DFW has worked over its entire 32-year history to foster positive relationships and develop mutual aid agreements with communities across North Texas. The addition of the new facility will serve as an opportunity to bring together public safety leaders from around the region to further the Airport's efforts to build on the more than 100 mutual aid agreements already in place.
"DFW is always willing to step forward and assist our neighbors in case of emergency,” said Lillie Biggins, DFW International Airport Board Vice Chair. “DFW is a great example of cooperation between Fort Worth and Dallas and between the communities that it serves. After 9/11, it was very clear to everyone that public safety departments need to work more closely together to keep our communities safe. This new facility will serve not only DFW and millions of passengers, but millions of citizens who may never use the Airport. And we're very proud of that."
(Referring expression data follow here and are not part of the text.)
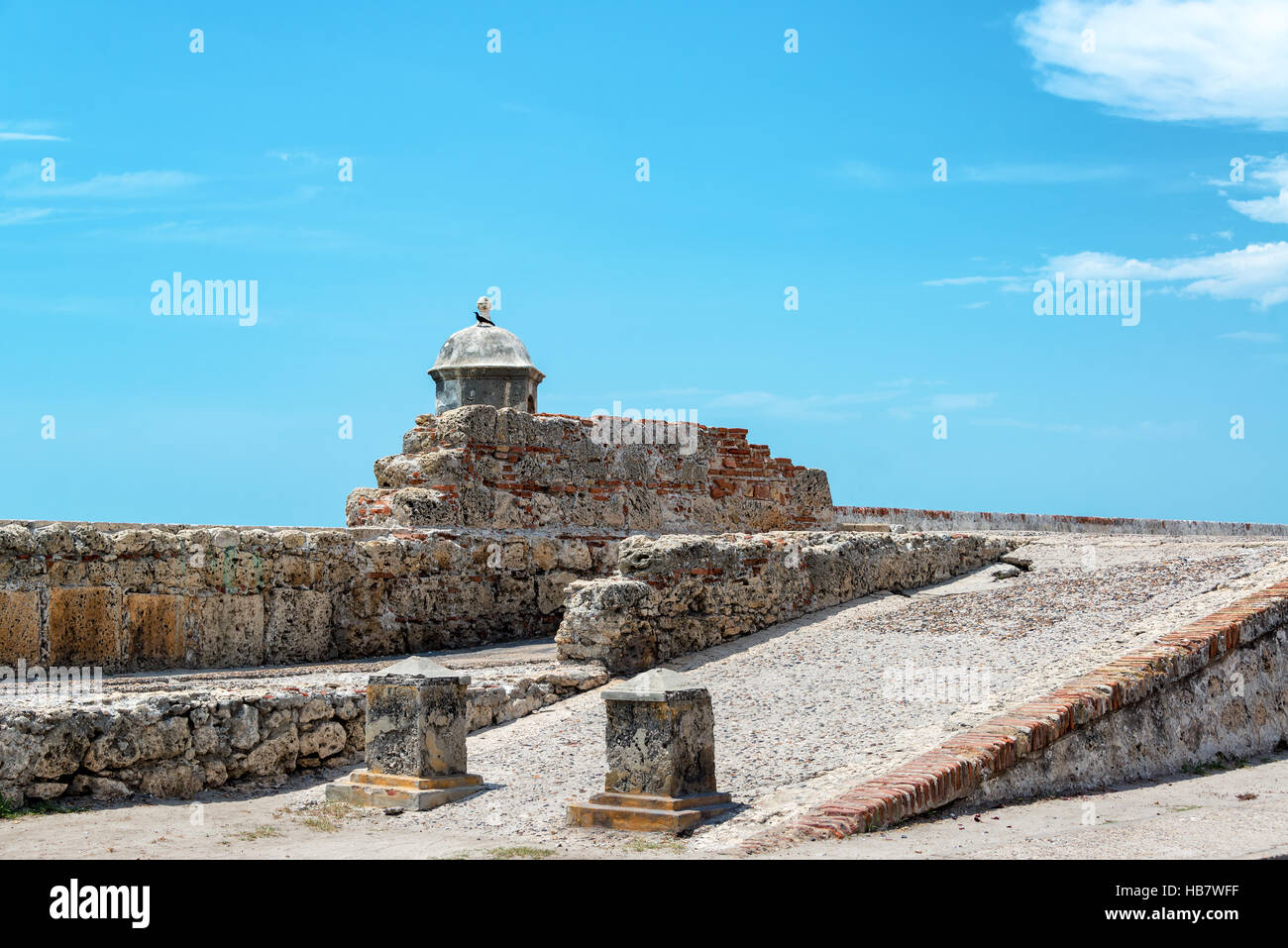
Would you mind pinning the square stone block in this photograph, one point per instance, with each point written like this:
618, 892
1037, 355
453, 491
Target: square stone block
297, 627
368, 789
154, 630
20, 627
85, 626
660, 737
228, 630
416, 720
661, 758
The facility will house more than two dozen personnel at any given time during the day, with as many as 84 in the building when the Emergency Operation Center is activated. The new 13,950 sq. ft. facility will house four primary operation areas including the Airport Operations Center consisting of 2,785 sq. ft., the Emergency Operations Center capable of seating 33 key staff in its 3,150 sq. ft., Airfield Operations comprising 980 sq. ft., and the 825 sq. ft. DPS dispatch area.
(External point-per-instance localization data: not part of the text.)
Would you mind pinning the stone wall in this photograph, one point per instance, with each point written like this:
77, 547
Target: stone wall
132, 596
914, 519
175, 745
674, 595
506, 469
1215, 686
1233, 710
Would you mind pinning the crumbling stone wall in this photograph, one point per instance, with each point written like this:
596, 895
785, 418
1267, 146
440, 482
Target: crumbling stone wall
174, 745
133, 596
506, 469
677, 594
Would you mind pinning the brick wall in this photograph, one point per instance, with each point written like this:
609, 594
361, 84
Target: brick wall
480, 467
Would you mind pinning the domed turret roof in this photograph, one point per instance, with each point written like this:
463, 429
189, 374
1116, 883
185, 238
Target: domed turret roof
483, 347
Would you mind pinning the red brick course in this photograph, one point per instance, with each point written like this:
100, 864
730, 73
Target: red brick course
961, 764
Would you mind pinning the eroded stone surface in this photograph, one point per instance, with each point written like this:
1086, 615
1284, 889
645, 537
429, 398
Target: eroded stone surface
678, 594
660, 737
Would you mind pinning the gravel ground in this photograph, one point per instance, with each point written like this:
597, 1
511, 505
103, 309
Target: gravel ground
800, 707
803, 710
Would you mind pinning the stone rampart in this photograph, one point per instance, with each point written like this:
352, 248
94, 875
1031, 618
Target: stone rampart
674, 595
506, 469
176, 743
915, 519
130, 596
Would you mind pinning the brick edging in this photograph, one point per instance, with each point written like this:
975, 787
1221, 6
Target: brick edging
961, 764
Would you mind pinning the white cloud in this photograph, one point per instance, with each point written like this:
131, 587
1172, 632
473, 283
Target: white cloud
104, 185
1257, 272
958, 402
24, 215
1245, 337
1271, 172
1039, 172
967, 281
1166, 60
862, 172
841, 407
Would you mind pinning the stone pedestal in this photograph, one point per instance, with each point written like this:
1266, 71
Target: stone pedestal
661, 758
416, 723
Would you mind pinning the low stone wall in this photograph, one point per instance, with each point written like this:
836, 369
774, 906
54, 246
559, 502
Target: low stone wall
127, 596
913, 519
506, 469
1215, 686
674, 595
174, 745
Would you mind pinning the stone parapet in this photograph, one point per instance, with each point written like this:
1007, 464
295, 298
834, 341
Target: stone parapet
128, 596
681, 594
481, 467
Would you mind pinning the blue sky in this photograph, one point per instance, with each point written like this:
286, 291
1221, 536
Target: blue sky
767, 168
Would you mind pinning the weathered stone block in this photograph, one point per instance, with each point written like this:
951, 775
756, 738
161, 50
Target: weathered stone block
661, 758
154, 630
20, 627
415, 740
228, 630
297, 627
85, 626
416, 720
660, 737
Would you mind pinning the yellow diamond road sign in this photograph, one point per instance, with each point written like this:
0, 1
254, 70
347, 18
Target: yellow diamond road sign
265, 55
“Integrating the business processes of all of our operations departments has greatly enhanced every aspect of the services we offer to the traveling public and streamlined our emergency response efforts,” said Jim Crites, executive vice president of operations at DFW. “We worked very hard with our FAA counterparts and appreciate all of their help and expertise. The FAA ultimately granted DFW $3.8 million in funding to help build this great facility. What’s more airports are calling me saying they want a consolidated facility for themselves. This will be a great model for our partners across aviation.”
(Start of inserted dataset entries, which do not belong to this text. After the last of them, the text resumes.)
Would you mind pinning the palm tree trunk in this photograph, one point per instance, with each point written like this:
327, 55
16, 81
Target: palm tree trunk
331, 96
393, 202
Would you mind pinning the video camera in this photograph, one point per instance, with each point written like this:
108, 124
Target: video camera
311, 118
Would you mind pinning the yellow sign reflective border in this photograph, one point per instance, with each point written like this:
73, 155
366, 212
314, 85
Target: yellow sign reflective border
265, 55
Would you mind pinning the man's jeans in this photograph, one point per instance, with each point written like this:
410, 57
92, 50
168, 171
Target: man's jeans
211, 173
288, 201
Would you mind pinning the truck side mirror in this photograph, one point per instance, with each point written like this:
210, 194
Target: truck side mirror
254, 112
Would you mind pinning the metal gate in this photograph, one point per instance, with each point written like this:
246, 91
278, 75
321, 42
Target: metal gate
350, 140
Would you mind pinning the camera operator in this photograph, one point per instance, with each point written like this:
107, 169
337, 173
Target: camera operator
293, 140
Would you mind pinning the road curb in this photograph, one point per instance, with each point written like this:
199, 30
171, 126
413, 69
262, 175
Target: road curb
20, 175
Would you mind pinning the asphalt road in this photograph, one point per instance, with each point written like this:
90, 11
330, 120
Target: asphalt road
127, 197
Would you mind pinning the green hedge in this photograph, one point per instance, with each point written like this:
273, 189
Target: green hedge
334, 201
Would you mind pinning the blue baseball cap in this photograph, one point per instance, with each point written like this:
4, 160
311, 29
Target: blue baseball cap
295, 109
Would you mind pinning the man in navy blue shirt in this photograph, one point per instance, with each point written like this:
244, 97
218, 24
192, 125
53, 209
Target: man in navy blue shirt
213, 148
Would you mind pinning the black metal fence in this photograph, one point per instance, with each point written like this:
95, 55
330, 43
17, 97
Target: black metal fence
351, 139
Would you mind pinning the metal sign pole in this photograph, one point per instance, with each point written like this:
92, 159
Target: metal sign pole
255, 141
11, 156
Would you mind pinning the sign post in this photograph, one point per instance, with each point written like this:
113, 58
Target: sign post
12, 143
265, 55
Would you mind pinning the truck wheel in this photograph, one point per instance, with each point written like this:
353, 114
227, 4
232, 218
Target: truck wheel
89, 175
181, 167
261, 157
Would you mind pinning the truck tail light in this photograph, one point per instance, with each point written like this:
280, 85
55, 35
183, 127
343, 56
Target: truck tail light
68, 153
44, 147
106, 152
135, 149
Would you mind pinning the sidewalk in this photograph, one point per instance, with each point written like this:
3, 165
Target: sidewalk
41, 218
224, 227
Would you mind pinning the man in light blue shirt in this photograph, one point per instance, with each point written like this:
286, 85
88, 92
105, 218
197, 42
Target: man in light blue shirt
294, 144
The new Airport Operations Center will be busy the moment it opens today, monitoring more than 10,000 radio transmissions weekly, equivalent to one transmission per minute. The facility will also manages an average of 15 aircraft alerts per month, as well as monitoring terminal paging systems, satellite television and radio, the fire alarm system, airfield lighting systems, closed circuit television, the Storm Sentry Weather Radar system and 1,685 daily phone calls.